Lower Than Expected Bandwidth - 2023.1 English

Versal Adaptive SoC System Integration and Validation Methodology Guide (UG1388)

Document ID
UG1388
Release Date
2023-05-24
Version
2023.1 English
  • Check the Connectivity tab. For best performance, use all four NSU ports of the DDRMC.
  • Check the bandwidth values,the traffic class, and the following settings in the NoC QoS tab.
    Note: Bandwidth values return to default values if you change the Connectivity tab.
    • Best Effort: Default setting and the lowest priority. Use for general purpose masters.
    • Low Latency: High priority read-only setting. This setting has priority over Best Effort in NPS/DDRMC and is only recommended for used APU cache refills. Too much use can decrease system performance.
    • Isochronous: High priority setting. This setting has priority over Best Effort and Low Latency with a timer.
  • Check the master behavior.
    • Masters that issue short AXI bursts to random access generally have lower bandwidth.
    • Masters that request more bandwidth than allocated can cause other masters to have lower than expected bandwidth.
    • A single NMU cannot saturate the bandwidth of a DDRMC. Increase the number of masters issuing requests to increase bandwidth from the DDR.
    • Make sure you know the data width for the master (e.g., IP integrator might inherit the wrong data width), and maximize the data width if needed.
    • A short burst size must match the NoC packet.
  • Check the slave behavior.
    • The most common slave for the NoC is the integrated DDRMC. For information, see the Versal Adaptive SoC Programmable Network on Chip and Integrated Memory Controller LogiCORE IP Product Guide (PG313).

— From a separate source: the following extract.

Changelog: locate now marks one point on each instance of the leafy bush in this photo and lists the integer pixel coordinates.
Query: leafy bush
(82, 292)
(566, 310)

    • Verify that the bus width and AXI clock frequencies match between the ingress master to the NoC and the egress slave connection.
    • Check for large average latency stackup. Measure this at both the master and the slave.
      • Start with the slave. If there is already excessive latency, the issue is with the slave.
      • If the slave and master are within 5% and both have an average latency greater than 1000 clks, the issue is likely within the NoC, and the NoC might need to be constrained further.
    • Perform a secondary analysis.
      • Inspect traffic through the NoC and look for switch contention, such as virtual channel (VC) assignment to QoS traffic classes.
      • Run integrated logic analyzer (ILA) on slave AXI4-Stream interfaces, and compute bus efficiency.
      • Redesign with AXI performance monitor (APM) on slave and master AXI4-Stream interfaces. Set up and capture extended metrics: bus efficiency, dead cycles, and slave-ready delays.
    • The DDRMC slaves contain information about activates, bus turn-arounds, etc. For information, see Versal Adaptive SoC Programmable Network on Chip and Integrated Memory Controller LogiCORE IP Product Guide (PG313).
Tip: You can measure NoC performance using the AMD open source ChipScoPy API. For more information, see the GitHub repository at http://www.github.com/Xilinx/chipscopy.